China bans gold farming, temperature of hell drops slightly

In a  recent joint press release from China’s Ministry of Culture and Ministry of Commerce, the country announced that it will no longer tolerate the trade of real goods for virtual ones. The circular released by two ministries stated that, “the virtual currency, which is converted into real money at a certain exchange rate, will only be allowed to trade in virtual goods and services provided by its issuer, not real goods and services.” In defining what constitutes “virtual currency,” the ministries’ also included prepaid game cards, making the reach of this legislation a fairly wide one.
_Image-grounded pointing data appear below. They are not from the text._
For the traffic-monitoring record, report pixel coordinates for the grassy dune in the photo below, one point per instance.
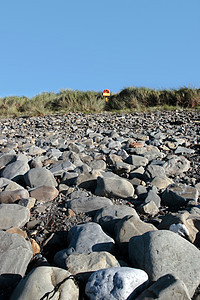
(129, 99)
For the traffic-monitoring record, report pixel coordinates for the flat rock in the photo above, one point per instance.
(85, 238)
(129, 227)
(176, 165)
(178, 195)
(13, 215)
(42, 280)
(39, 176)
(109, 216)
(44, 193)
(12, 196)
(116, 283)
(162, 252)
(88, 263)
(113, 186)
(88, 204)
(15, 253)
(15, 170)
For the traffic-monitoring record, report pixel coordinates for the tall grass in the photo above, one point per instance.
(128, 99)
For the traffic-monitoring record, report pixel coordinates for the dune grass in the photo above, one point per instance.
(129, 99)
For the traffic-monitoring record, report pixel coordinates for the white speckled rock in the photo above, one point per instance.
(116, 283)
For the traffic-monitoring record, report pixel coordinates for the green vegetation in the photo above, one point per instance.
(129, 99)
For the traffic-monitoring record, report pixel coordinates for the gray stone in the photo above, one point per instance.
(162, 252)
(42, 280)
(59, 168)
(152, 196)
(13, 215)
(184, 150)
(176, 165)
(137, 161)
(116, 283)
(113, 186)
(12, 196)
(98, 164)
(178, 195)
(88, 204)
(79, 263)
(15, 253)
(166, 287)
(153, 171)
(108, 216)
(38, 177)
(161, 182)
(85, 238)
(128, 227)
(6, 159)
(15, 170)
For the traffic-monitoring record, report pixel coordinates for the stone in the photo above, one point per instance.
(116, 283)
(13, 215)
(85, 238)
(113, 186)
(18, 231)
(15, 170)
(137, 161)
(166, 287)
(128, 227)
(38, 177)
(181, 223)
(44, 280)
(161, 252)
(35, 247)
(149, 208)
(44, 193)
(15, 253)
(153, 171)
(176, 165)
(161, 182)
(90, 262)
(178, 195)
(13, 196)
(88, 204)
(59, 168)
(109, 216)
(6, 159)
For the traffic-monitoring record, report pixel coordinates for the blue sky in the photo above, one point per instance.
(48, 45)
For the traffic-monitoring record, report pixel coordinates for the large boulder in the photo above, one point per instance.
(84, 238)
(15, 253)
(43, 281)
(162, 252)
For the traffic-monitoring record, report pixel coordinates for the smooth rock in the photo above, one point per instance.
(13, 196)
(128, 227)
(44, 193)
(15, 170)
(162, 252)
(43, 280)
(15, 253)
(88, 204)
(116, 283)
(13, 215)
(85, 238)
(108, 216)
(166, 287)
(113, 186)
(38, 177)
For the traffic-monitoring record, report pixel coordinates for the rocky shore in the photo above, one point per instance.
(100, 206)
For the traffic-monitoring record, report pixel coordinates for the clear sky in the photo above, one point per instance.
(48, 45)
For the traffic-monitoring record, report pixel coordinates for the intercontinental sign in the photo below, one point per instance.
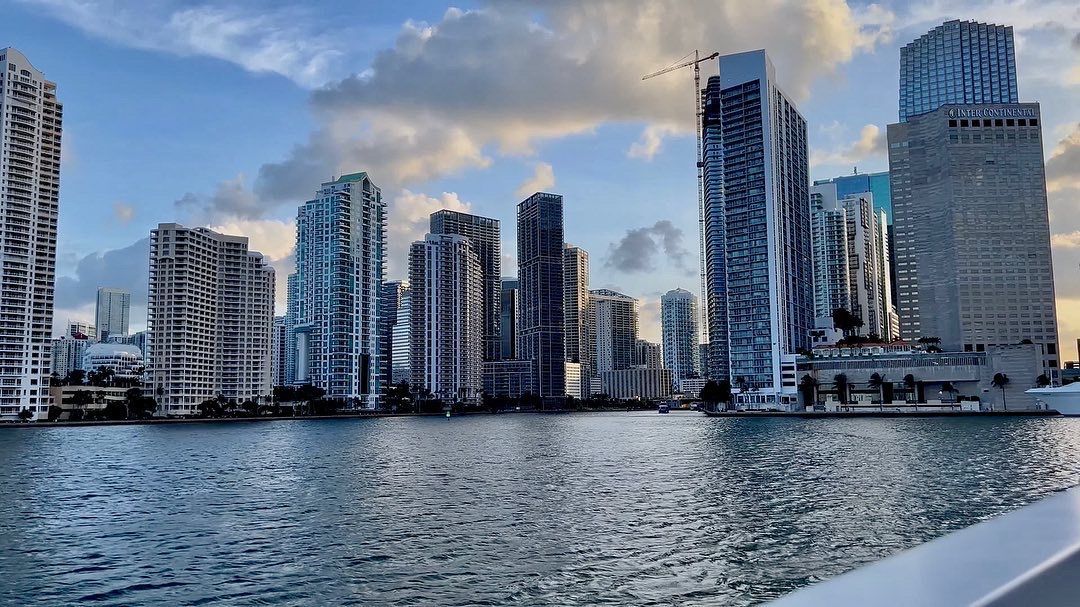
(994, 112)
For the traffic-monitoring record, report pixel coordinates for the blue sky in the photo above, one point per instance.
(227, 113)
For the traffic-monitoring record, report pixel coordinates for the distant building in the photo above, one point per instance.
(637, 382)
(915, 377)
(485, 234)
(758, 273)
(67, 354)
(447, 313)
(210, 319)
(113, 309)
(851, 261)
(509, 322)
(648, 354)
(957, 63)
(391, 295)
(612, 319)
(278, 348)
(509, 379)
(576, 306)
(973, 257)
(340, 265)
(124, 361)
(542, 332)
(678, 324)
(30, 119)
(401, 363)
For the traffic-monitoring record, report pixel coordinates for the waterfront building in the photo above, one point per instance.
(678, 325)
(401, 363)
(278, 349)
(67, 354)
(612, 320)
(30, 125)
(957, 63)
(446, 340)
(112, 312)
(756, 239)
(210, 319)
(508, 322)
(390, 300)
(486, 237)
(851, 261)
(913, 378)
(973, 260)
(509, 379)
(340, 265)
(574, 385)
(576, 306)
(636, 382)
(648, 354)
(124, 361)
(542, 332)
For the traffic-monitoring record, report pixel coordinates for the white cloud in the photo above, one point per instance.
(542, 179)
(409, 220)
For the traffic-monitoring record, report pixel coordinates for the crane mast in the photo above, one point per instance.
(699, 116)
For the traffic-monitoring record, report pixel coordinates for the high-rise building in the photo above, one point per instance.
(957, 63)
(391, 295)
(851, 261)
(576, 306)
(485, 234)
(340, 264)
(972, 231)
(401, 364)
(30, 119)
(210, 319)
(648, 354)
(278, 349)
(678, 325)
(612, 329)
(758, 274)
(447, 318)
(113, 308)
(541, 333)
(508, 322)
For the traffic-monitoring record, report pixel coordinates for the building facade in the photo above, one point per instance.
(508, 325)
(340, 265)
(112, 312)
(756, 242)
(973, 259)
(210, 319)
(612, 329)
(542, 331)
(851, 267)
(957, 63)
(30, 127)
(486, 237)
(678, 325)
(446, 340)
(576, 308)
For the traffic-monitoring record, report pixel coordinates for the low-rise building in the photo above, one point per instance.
(508, 379)
(636, 382)
(908, 376)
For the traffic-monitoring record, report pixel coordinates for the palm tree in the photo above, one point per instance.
(877, 382)
(1000, 380)
(841, 385)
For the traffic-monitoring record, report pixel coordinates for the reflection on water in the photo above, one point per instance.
(520, 509)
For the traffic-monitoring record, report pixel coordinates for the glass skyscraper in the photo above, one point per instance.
(757, 252)
(957, 63)
(540, 257)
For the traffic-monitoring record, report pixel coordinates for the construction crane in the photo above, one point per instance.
(700, 113)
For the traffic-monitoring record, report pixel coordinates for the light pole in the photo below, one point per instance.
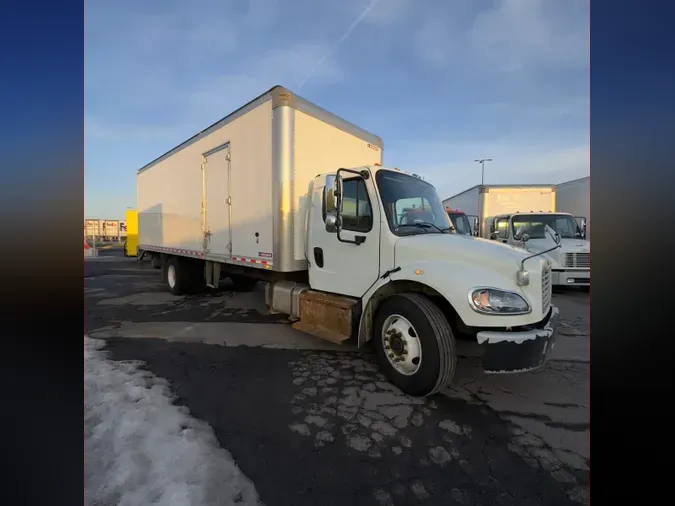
(482, 168)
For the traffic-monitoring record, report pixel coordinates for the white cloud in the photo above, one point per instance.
(513, 35)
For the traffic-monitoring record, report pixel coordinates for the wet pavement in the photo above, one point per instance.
(310, 422)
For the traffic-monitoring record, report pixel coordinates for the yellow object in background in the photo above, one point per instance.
(132, 234)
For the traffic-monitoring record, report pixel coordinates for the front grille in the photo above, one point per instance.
(546, 289)
(578, 260)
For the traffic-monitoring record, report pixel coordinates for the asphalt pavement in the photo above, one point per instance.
(310, 422)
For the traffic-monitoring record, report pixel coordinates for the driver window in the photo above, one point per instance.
(357, 213)
(502, 228)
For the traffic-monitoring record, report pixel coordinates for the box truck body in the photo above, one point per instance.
(574, 197)
(284, 192)
(504, 210)
(237, 192)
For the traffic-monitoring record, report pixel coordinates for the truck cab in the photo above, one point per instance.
(384, 267)
(570, 263)
(461, 223)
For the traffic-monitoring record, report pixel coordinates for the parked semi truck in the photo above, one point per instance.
(573, 197)
(518, 215)
(284, 192)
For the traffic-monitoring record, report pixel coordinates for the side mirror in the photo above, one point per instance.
(331, 199)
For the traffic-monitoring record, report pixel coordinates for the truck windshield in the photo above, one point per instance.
(461, 223)
(411, 204)
(534, 225)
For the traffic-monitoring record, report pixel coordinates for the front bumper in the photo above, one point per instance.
(571, 278)
(514, 352)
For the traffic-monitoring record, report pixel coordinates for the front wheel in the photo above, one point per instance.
(414, 344)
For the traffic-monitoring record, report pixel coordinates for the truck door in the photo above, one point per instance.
(340, 267)
(216, 202)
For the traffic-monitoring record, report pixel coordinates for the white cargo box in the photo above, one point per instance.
(237, 191)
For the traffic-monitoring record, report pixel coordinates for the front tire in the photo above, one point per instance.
(414, 344)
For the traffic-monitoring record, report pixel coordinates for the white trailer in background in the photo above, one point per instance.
(511, 213)
(574, 197)
(287, 193)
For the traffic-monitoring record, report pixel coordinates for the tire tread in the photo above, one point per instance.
(443, 335)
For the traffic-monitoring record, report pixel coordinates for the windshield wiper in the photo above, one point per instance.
(422, 224)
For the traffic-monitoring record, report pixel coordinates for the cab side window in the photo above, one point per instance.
(357, 215)
(502, 228)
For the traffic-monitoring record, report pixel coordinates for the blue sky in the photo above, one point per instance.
(443, 82)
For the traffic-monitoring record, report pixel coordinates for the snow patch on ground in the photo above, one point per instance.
(140, 449)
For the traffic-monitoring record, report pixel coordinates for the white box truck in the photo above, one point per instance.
(573, 197)
(287, 193)
(518, 215)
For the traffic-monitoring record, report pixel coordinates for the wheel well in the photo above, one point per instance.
(403, 286)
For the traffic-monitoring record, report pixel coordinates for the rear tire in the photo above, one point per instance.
(431, 338)
(243, 283)
(175, 276)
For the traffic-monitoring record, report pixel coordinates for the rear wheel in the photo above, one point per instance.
(414, 344)
(175, 276)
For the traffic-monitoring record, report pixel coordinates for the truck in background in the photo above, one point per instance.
(573, 197)
(462, 223)
(105, 230)
(518, 215)
(284, 192)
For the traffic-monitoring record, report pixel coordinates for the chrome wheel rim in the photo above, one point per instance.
(401, 345)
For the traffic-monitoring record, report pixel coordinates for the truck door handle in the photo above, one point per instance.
(318, 257)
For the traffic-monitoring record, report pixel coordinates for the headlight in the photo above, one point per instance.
(493, 301)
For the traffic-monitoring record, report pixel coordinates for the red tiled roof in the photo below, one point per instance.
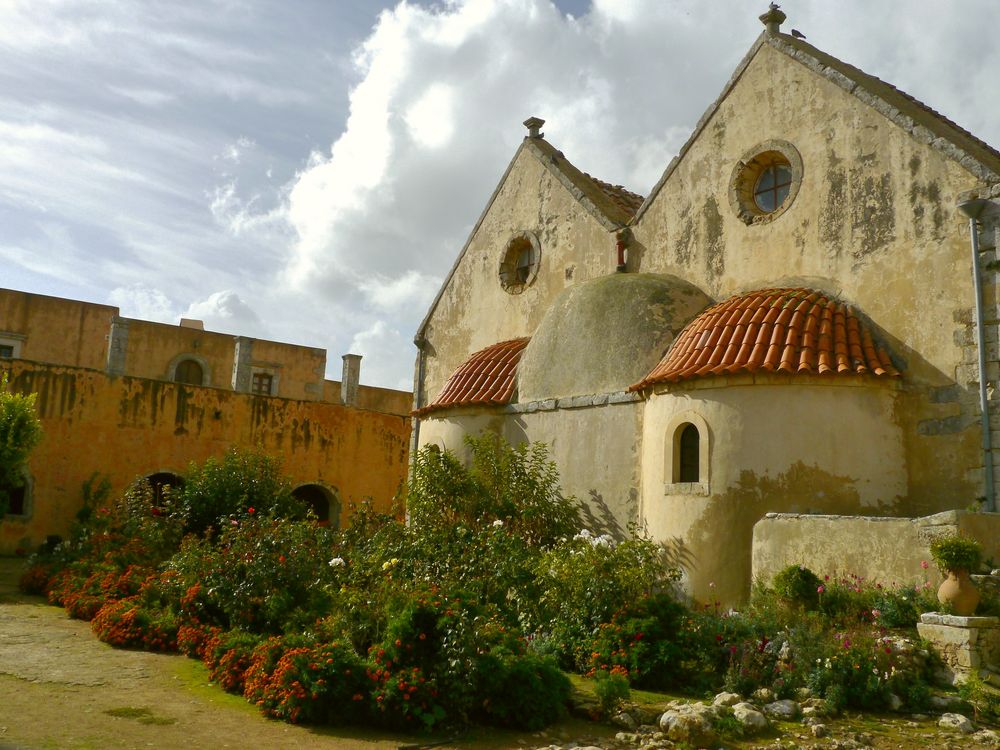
(487, 377)
(625, 199)
(773, 330)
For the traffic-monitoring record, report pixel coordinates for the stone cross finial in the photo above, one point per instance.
(533, 124)
(773, 19)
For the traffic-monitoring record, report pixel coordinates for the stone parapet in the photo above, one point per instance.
(965, 644)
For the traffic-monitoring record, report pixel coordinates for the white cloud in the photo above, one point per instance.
(225, 312)
(144, 302)
(387, 356)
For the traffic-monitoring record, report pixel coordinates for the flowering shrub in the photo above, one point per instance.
(264, 576)
(126, 623)
(241, 484)
(321, 683)
(585, 581)
(642, 643)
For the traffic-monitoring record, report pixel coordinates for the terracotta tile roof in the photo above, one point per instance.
(625, 199)
(487, 377)
(773, 330)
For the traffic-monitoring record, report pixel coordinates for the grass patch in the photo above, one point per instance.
(141, 714)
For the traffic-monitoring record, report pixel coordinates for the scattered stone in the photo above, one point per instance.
(784, 709)
(946, 703)
(727, 699)
(987, 737)
(957, 722)
(625, 721)
(690, 723)
(750, 718)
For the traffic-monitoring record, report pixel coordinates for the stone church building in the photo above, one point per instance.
(785, 324)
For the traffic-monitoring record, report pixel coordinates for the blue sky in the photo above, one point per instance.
(308, 171)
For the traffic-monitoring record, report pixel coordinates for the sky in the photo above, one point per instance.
(308, 171)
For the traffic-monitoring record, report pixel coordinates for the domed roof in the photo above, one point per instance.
(773, 330)
(487, 377)
(599, 336)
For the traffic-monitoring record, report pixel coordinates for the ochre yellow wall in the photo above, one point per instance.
(129, 427)
(56, 330)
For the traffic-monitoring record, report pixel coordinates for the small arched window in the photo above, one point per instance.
(189, 371)
(688, 454)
The new rule will be enforced by “public security authorities” and comes on the heels of the government’s increasing fear that the rising rate of conversion between virtual and real money will soon have an impact on the country’s economy. And this fear may not be all that irrational; after all, China boasts the most internet users in the world with 298 million. In addition, the virtual money trade market hit several billion yuan* after rising 20 percent over the previous year. With such a large market, its no surprise that they want to set a few more rules.

So what does this all mean for you? Well, for one thing, it could mean less in-game inflation for your favorite MMO’s (if it really does prevent gold selling). It could also be a bad thing, if you were one of the buyers that is. Less gold-sellers means less competition, less competition means increasing rates, maybe even beyond what you can afford, and that could mean that you might actually have to -gasp- earn in-game money yourself. One final issue is that more and more countries are laying down legislation on the virtual world, which was once highly unregulated. Right now, the internet is one of the last bastions of non-censorship (whether that’s good or bad is for you to decide) but there are plenty of people who’d love to change that and each new virtual law could be a small step in that direction. Luckily, this one was a very small step.